La Grèce présente des déséquilibres excessifs. Les vulnérabilités constatées sont liées au niveau élevé de la dette publique, à la position extérieure négative, à la proportion importante de prêts improductifs et au rééquilibrage extérieur incomplet dans un contexte de chômage toujours élevé, bien qu'en diminution, et de croissance potentielle faible. En août 2018, la Grèce est parvenue à sortir avec succès du programme de soutien à la stabilité au titre du Mécanisme européen de stabilité, après avoir procédé à des améliorations substantielles au cours des dernières années. Des déséquilibres de stocks persistent néanmoins, parmi lesquels une position extérieure globale nette largement négative qui continue à se dégrader dans un contexte de progression modérée du PIB nominal et de balance des paiements courants toujours négative. Des améliorations considérables ont été constatées ces dernières années en ce qui concerne la compétitivité-coûts, qui a récemment marqué un temps d'arrêt eu égard à la faible croissance de la productivité. Si son niveau reste élevé, la dette publique est principalement détenue par les créanciers du secteur public et les besoins de financement seront relativement limités durant dix ans au moins. Le rythme de désendettement dépend fondamentalement du respect constant des objectifs budgétaires adoptés et de la mise en œuvre des réformes en vue de parvenir à une augmentation durable du potentiel de croissance. Le secteur financier est vulnérable en raison d'un encours de prêts improductifs très important et d'une faible rentabilité, qui entravent la croissance du crédit et la reprise de l'investissement. La dette privée diminue alors que le désendettement actif est toujours en cours. Des mesures de grande envergure ont été adoptées dans le cadre des programmes d'assistance financière en vue de remédier à nombre de faiblesses structurelles de l'économie grecque. Outre la consolidation des réformes antérieures et les efforts d'ajustement, les autorités se sont engagées à garantir la poursuite et l'achèvement des réformes, qui font l'objet d'un suivi dans le cadre d'une surveillance renforcée.

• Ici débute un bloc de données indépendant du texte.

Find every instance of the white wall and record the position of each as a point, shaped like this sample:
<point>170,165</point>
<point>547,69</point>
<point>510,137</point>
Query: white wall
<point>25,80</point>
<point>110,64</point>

L'Irlande présente des déséquilibres. L'encours élevé des dettes publique et privée et des engagements extérieurs nets est source de vulnérabilité. Les déséquilibres de stocks font l'objet d'une correction substantielle. Les activités des multinationales ayant peu de liens avec l'économie nationale influencent fortement les engagements extérieurs nets, qui reculent sous l'effet d'un excédent important de la balance courante. L'encours de la dette privée reste élevé, mais la croissance économique continue de favoriser le désendettement privé. Les activités des multinationales continuent d'influer sur la dette des entreprises. La dette des ménages semble globalement conforme aux fondamentaux, même si elle est élevée par rapport au revenu disponible. D'après les prévisions, la dette publique devrait rester sur une courbe descendante, alors que le déficit se rapproche d'une position à l'équilibre. Les prix des logements augmentent rapidement depuis quelques années, mais cette hausse s'est ralentie récemment. Ces prix sont en grande partie liés à l'insuffisance de l'offre et il n'existe aucun signe clair de surévaluation. L'encours de prêts improductifs, quoique toujours élevé, a continué à diminuer, même si les arriérés à long terme décroissent plus lentement. Des mesures concrètes ont été adoptées en vue de remédier à ces vulnérabilités, notamment dans le domaine de l'offre de logements et de la politique macro-prudentielle, mais il faudra du temps pour que certaines mesures produisent les effets escomptés.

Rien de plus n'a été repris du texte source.